Myanmar’s Suu Kyi scraps UN trip amid Rakhine crisis

By AFP
13 September 2017
Myanmar’s Suu Kyi scraps UN trip amid Rakhine crisis
Myanmar's state counsellor Aung San Suu Kyi speaks during a joint press conference with Indian Prime Minister Narendra Modi (not pictured) at the presidential house in Naypyitaw, Myanmar, 06 September 2017. Photo: Hein Htet/EPA

Myanmar leader Aung San Suu Kyi will not attend the United Nations General Assembly later this month, her spokesman said Wednesday, as the Nobel laureate faces a barrage of criticism over her failure to speak up for Rohingya Muslims fleeing Rakhine state in huge numbers.

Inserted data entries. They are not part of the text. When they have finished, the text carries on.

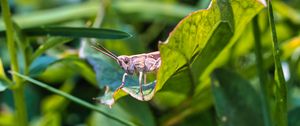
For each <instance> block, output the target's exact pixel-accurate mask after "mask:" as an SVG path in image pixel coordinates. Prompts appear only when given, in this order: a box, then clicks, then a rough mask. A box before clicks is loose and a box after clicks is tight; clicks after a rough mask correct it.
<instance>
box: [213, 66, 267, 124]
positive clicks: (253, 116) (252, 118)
mask: <svg viewBox="0 0 300 126" xmlns="http://www.w3.org/2000/svg"><path fill="white" fill-rule="evenodd" d="M212 90H213V94H214V101H215V108H216V111H217V114H218V118H219V119H218V120H221V122H220V124H221V125H222V126H263V125H264V123H263V115H262V110H261V108H262V107H261V101H260V99H259V95H258V93H257V92H256V91H255V90H254V88H253V87H252V86H251V84H250V83H249V82H248V81H247V80H244V79H243V78H241V77H240V76H239V75H237V74H236V73H234V72H230V71H228V70H225V69H217V70H215V71H214V73H213V82H212Z"/></svg>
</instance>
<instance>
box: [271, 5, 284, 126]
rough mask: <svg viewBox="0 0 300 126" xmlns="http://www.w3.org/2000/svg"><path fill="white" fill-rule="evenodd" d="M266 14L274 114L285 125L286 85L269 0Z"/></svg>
mask: <svg viewBox="0 0 300 126" xmlns="http://www.w3.org/2000/svg"><path fill="white" fill-rule="evenodd" d="M268 15H269V23H270V26H271V30H272V32H271V33H272V39H273V57H274V61H275V78H276V84H277V90H276V103H278V104H277V105H276V106H277V107H276V109H278V113H277V114H276V118H277V120H276V121H278V123H277V125H278V126H286V125H287V87H286V83H285V79H284V76H283V70H282V66H281V62H280V55H279V53H280V50H279V44H278V41H277V34H276V28H275V23H274V16H273V9H272V4H271V0H268Z"/></svg>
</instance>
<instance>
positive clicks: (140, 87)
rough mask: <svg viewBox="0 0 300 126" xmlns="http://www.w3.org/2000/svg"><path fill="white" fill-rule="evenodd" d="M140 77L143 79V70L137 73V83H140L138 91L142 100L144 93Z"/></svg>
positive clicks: (141, 81)
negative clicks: (138, 76) (137, 75)
mask: <svg viewBox="0 0 300 126" xmlns="http://www.w3.org/2000/svg"><path fill="white" fill-rule="evenodd" d="M142 79H143V72H142V71H140V73H139V85H140V93H141V96H142V100H143V101H144V94H143V85H142Z"/></svg>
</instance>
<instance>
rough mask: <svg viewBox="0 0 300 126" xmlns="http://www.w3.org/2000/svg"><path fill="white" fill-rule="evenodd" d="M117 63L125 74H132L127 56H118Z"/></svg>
mask: <svg viewBox="0 0 300 126" xmlns="http://www.w3.org/2000/svg"><path fill="white" fill-rule="evenodd" d="M118 63H119V65H120V66H121V67H122V69H123V70H124V71H125V72H126V73H128V74H133V73H134V68H131V62H130V58H129V57H128V56H118Z"/></svg>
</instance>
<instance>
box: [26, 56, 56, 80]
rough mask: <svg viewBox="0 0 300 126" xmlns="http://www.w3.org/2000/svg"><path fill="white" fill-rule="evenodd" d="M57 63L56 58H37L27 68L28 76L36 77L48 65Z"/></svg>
mask: <svg viewBox="0 0 300 126" xmlns="http://www.w3.org/2000/svg"><path fill="white" fill-rule="evenodd" d="M55 61H57V59H56V58H54V57H50V56H42V57H39V58H37V59H36V60H35V61H34V62H33V63H32V64H31V65H30V67H29V75H30V76H32V77H33V76H38V75H40V74H41V73H43V72H44V71H45V70H46V69H47V68H48V66H49V65H50V64H52V63H54V62H55Z"/></svg>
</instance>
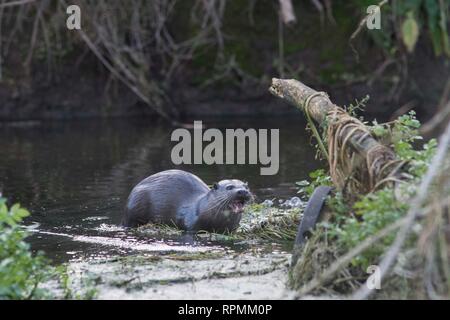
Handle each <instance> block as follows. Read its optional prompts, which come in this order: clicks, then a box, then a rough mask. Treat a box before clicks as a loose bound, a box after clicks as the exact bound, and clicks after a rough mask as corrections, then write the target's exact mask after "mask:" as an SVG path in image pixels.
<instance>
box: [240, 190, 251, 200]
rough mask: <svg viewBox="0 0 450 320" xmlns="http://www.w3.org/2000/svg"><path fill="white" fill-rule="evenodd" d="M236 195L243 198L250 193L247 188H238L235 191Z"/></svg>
mask: <svg viewBox="0 0 450 320" xmlns="http://www.w3.org/2000/svg"><path fill="white" fill-rule="evenodd" d="M237 195H238V196H240V197H243V198H247V197H249V196H250V193H249V192H248V191H247V190H245V189H239V190H238V191H237Z"/></svg>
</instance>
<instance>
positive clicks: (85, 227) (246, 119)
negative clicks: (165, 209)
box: [0, 115, 320, 262]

A crackdown by Myanmar's army, launched in response to Rohingya terrorist attacks on August 25, has sent some 370,000 Rohingya refugees across the border to Bangladesh in less than three weeks.
The violence has incubated a humanitarian crisis on both sides of the border.
Bangladesh is struggling to provide relief for exhausted and hungry refugees -- some 60 percent of whom are children -- while nearly 30,000 ethnic Rakhine Buddhists as well as Hindus have been displaced inside Myanmar.
Suu Kyi, Myanmar's first civilian leader in decades, does not control the actions of the powerful military, which ran the country for 50 years before allowing free elections in 2015.
Outside of her country Suu Kyi's reputation as a rights defender is in ruins over the Rohingya crisis.
Rights groups have pilloried the former democracy activist for failing to condemn the army campaign, which has left hundreds dead.
Rohingya refugees have told chilling accounts of soldiers firing on civilians and razing entire villages in northern Rakhine state with the help of Buddhist mobs.
The army denies the allegations, while Suu Kyi has also played down such claims instead blaming "a huge iceberg of misinformation" for complicating the conflict.
"The state counsellor won't attend the meeting of the United Nations General Assembly," said government spokesman Zaw Htay, using Suu Kyi's formal title.